By Barney Efthimiou

Why coming out remains offside
Two seventeen year olds, about to launch their professional football careers, against “a bunch of farmers”, find themselves sharing a hotel room in Bulgaria. Jason and Ade are determined to make the most of their big chance knowing that they are not only competing for their club but against each other too. Its dog eats dog in the world of football. Boys will be boys and at that age the testosterone courses through the body uncontrollably. Very quickly the crude banter and joshing turns sexual and as Jason – “I had a good education me” – demonstrates how Eskimos kiss, nose to nose, the lads get up close and personal.

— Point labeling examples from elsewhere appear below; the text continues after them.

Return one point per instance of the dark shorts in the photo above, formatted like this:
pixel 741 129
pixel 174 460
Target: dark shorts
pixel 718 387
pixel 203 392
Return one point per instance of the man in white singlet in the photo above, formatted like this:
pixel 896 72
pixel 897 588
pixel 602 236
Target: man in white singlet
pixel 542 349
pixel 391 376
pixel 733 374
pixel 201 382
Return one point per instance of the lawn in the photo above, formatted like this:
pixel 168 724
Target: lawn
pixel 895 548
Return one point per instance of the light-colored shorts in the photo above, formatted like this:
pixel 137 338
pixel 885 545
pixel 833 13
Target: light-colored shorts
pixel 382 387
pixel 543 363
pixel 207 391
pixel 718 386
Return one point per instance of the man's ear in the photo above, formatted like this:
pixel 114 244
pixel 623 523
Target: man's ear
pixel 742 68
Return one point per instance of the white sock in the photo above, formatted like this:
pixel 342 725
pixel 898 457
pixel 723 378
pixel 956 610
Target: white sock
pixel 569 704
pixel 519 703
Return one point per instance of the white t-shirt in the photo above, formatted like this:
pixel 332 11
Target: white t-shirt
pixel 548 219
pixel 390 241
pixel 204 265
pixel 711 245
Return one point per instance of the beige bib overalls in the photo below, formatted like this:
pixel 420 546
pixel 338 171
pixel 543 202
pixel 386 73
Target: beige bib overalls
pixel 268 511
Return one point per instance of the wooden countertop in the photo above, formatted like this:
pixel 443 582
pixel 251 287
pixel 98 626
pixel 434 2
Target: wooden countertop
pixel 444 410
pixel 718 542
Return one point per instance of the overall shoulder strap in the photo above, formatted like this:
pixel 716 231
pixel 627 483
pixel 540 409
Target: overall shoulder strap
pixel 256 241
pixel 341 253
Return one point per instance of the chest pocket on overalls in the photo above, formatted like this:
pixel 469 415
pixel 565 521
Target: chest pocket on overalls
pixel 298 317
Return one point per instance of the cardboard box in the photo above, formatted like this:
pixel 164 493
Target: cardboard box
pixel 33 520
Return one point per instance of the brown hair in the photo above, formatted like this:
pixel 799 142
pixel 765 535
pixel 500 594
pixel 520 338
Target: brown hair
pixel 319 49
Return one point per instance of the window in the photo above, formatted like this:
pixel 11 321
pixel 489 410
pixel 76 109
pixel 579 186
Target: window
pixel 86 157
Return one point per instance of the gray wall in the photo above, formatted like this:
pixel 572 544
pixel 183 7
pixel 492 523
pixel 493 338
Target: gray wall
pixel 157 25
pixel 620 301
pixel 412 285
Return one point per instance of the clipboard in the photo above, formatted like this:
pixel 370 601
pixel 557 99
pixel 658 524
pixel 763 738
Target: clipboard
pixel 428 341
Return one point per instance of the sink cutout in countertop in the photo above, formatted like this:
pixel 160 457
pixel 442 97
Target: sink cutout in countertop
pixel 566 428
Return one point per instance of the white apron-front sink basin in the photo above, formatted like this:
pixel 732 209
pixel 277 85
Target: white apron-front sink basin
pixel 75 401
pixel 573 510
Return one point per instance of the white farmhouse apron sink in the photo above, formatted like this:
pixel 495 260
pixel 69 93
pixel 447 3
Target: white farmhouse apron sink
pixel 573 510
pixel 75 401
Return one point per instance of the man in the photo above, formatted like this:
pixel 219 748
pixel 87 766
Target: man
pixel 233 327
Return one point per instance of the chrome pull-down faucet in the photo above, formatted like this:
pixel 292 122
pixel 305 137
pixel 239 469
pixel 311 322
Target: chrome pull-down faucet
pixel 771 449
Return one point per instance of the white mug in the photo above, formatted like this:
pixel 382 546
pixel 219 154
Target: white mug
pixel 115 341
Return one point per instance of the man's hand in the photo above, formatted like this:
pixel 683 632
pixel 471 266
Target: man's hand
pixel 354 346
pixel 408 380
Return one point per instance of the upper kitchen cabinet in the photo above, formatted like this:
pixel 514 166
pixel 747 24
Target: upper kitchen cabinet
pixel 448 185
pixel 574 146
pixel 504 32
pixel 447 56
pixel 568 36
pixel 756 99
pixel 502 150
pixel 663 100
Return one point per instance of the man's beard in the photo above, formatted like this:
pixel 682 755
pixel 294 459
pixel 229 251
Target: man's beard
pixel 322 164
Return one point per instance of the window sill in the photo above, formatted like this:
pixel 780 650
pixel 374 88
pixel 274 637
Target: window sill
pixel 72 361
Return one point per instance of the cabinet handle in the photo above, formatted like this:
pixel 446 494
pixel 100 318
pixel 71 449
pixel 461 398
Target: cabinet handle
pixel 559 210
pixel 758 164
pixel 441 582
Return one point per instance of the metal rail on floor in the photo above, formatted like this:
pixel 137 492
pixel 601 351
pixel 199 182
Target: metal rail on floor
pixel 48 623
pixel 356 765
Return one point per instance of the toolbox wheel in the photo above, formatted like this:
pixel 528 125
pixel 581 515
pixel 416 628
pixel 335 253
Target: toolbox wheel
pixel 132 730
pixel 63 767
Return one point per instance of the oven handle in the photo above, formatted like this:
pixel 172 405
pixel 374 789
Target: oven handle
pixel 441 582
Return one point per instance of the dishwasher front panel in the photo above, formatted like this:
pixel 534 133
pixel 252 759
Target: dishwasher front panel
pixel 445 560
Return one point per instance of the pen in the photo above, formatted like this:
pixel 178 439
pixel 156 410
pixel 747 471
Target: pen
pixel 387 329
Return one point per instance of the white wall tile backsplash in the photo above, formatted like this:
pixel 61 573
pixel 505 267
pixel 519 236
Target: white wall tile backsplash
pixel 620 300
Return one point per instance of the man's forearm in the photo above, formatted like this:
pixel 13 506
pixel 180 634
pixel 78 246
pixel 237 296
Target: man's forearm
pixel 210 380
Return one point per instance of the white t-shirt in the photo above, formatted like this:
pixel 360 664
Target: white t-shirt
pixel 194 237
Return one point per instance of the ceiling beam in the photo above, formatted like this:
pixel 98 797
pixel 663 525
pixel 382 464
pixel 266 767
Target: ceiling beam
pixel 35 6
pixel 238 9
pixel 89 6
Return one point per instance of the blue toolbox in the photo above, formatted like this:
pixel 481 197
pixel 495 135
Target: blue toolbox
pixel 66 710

Jason, in a naked provocative pose, tells Ade he is going to take a shower.
John Donnelly’s new play The Pass (Royal Court) is a bold and compelling attempt to blow the whistle on football’s pathetic inability to come to terms with gay players. It captures the zeitgeist, the matter is a hot topic just now following German international Thomas Hitzlsperger’s coming out a couple of weeks ago. That he had to do it when his Premier League career was over is further evidence, if any was needed, that football still has still not grown up and lags behind sports such as rugby and cricket. Yet this about much more than football and is a damning indictment of modern day celebrity and the oft associated megalomania.

Six years later we see Jason in yet another swish hotel room. He has ‘made it’ while Ade’s career got kicked into touch. The trappings of success have gone to Jason’s head and a table dancer lures him into a ‘honey trap’ with a camera secretly hidden in her glossy pink designer bag. In a nice twist Donnelly exposes the media gluttony and foolishness when Jason reveals that she was in fact hired by his agent to demonstrate his red-blooded masculinity and desire for women (by now he is also married with a son) and thereby avoid any exposure of his real lust for a plentiful supply of young men. By now his psychotic nature, now imbued with ruthless arrogance has transformed into acute paranoia. Drink and drugs provide a temporary panacea.

Finally we see Jason on the verge of 30 (in nothing but underwear yet again – he spends most of the play in a state of semi-nakedness), old in football terms. Injuries and mental afflictions have taken their toll. He has invited Ade for a reunion – “I still think about what happened in that hotel room twelve years ago” – when they are interrupted by a chirpy, start-struck and apparently naive hotel bellhop who is “up for anything” which of course meets with Jason’s approval. Ade, who has now settled into life as a plumber with the love of his life Gary, is not amused. The three fellas have a bit of a fun, rolling back the years, but this time Jason ends up alone and desperate, a fate that has befallen so many obsessed with fame and fortune.
Donnelly knows the game well and from kick off writes with a clarity and passion that permeates through all the characters. Though whether he wishes us to sympathise with Jason or feel that he has reaped what he has sown is unclear. Nevertheless, it is riveting stuff with Russell Tovey giving an outstanding stamina-sapping performance in the lead role, moving from brash teenager into star player exuding conceit and contempt for those who do not share his hedonistic outlook. Gary Carr is touching and vulnerable as Ade hitting the right note to contrast Tovey’s narcissism. The cast are completed by Lisa McGrillis as the feisty and garrulous table dance while Nico Mirallegro delivers a fine comic turn as the laddish bellhop.
Director John Tiffany adopts the tactics of an attacking team keeping the play moving forward with great tempo and energy and the choreographed scene changes give the feeling of a training session leading into the next big match. Yet when the game is over we are left with the sobering thought that our national sport still applies the offside rule to gay players wanting to come out.
N.B. Note to members – the run is production is already sold out!